2011, sechs Jahre später, wurdest du, ebenfalls in Cleveland, von der Menschenrechtsorganisation HRC mit dem „Ally For Equality“-Award ausgezeichnet.
Fand ich deutlich besser, obwohl ich mich nicht mehr an die Preisverleihung erinnern kann. Ich verstehe, dass Awards vielen irgendwie wichtig sind, weil sie ganze Industrien am Leben halten, aber meine Sache sind sie nicht.
Siehst du dich als Künstlerin, die in der Öffentlichkeit steht und gehört wird, in einer besonderen Verantwortung?
Wenn man sich politisch äußern will, darf man das, man hat das Recht. Man muss sich nur im Klaren darüber sein, dass man automatisch zu einem Repräsentanten der Sache wird, für die man sich einsetzt. Und generell gilt: Ist man eine Dumpfbacke, sollte man besser den Mund halten. Leider hält sich nicht jeder dran. (lacht)

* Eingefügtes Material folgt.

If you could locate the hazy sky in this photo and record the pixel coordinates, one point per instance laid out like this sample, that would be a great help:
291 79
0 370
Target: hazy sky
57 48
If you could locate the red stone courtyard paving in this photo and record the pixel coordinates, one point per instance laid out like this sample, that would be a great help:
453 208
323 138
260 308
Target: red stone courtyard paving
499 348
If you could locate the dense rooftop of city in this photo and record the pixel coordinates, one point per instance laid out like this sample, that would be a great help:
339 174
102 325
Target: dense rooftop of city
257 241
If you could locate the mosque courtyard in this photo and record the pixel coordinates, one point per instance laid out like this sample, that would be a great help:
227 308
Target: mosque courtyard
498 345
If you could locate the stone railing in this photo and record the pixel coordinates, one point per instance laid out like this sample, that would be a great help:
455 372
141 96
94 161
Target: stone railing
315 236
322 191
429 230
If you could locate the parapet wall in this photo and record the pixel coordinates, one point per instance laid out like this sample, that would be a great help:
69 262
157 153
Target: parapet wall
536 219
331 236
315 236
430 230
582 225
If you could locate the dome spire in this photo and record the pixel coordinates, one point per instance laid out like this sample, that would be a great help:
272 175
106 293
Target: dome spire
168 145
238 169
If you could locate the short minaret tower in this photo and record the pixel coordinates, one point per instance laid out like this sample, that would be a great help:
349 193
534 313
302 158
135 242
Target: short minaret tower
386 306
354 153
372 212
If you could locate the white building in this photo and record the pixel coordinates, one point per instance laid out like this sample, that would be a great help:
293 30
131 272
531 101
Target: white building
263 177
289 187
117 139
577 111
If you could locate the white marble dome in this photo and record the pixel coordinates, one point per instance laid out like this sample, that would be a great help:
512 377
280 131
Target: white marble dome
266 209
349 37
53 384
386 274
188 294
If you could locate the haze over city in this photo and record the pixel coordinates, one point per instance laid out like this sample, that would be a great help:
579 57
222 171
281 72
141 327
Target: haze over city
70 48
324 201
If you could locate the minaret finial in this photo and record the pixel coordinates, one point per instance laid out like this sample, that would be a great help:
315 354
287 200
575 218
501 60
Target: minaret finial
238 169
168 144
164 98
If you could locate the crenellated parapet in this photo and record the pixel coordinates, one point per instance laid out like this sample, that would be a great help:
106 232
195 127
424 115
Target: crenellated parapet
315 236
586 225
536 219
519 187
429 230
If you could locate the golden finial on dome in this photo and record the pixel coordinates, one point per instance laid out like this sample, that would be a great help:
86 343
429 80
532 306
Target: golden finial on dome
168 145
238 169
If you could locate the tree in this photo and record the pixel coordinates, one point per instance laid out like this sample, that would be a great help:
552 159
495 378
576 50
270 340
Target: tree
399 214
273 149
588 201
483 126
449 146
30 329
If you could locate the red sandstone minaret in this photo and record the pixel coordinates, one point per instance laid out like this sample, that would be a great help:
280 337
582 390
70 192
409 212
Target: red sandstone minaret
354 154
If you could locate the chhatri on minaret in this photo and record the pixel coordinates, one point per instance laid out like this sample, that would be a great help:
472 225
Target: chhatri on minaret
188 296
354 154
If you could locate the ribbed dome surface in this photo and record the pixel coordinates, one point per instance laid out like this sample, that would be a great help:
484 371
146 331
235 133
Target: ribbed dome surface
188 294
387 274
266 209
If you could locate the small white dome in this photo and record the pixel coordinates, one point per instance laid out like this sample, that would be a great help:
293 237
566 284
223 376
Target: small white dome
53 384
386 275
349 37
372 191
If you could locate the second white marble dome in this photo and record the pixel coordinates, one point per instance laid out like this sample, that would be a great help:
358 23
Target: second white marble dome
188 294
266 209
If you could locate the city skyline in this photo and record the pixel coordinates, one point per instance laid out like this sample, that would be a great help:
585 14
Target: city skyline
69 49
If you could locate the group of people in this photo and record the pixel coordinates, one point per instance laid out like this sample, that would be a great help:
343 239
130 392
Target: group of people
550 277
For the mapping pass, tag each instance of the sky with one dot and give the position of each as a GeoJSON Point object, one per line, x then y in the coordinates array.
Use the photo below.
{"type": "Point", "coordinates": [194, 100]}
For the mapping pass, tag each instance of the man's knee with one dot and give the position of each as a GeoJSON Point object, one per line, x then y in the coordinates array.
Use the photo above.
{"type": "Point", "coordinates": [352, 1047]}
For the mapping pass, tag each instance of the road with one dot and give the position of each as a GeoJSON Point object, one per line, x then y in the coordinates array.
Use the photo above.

In den Medien wirst du gerne als Vorbild für unabhängige, starke Frauen bezeichnet, als eine Art Vorkämpferin für Frauenrechte. Stimmst du dem zu?
Ich weiß nicht. Die Zeitungen versuchen halt, „ihren Fisch zu verkaufen“, wie man hier sagt. Sie wollen dir einen Stempel aufdrücken. Ich habe keine Ahnung, was die damit sagen wollen. Ich bin eine ganz normale Frau, ich mag ganz normale Leute, gehe in ganz normale Restaurants.
Lebst du noch immer in London?
Allein in meinem Apartment mitten in der City, seit 46 Jahren. Ich habe keine Haustiere und tue all das, wovon ich mit 15 träumte: Musik machen, Bilder malen, einfach mal nur rumhängen. Meine beiden Kids sind erwachsen und längst aus dem Haus, ich habe die beste Zeit meines Lebens! Aber manchmal kann es auch ein hartes Stück Arbeit sein, ganz allein zu sein, wenn niemand da ist, mit dem man reden kann. Andererseits hat das Singleleben auch viele positive Seiten, wenn man seinen Seelenfrieden gefunden hat. Mir geht’s gut. Mit 60 habe ich mit dem Rauchen, dem Trinken und den Drogen aufgehört. Jetzt fühle ich mich wieder wie 15 und liebe es.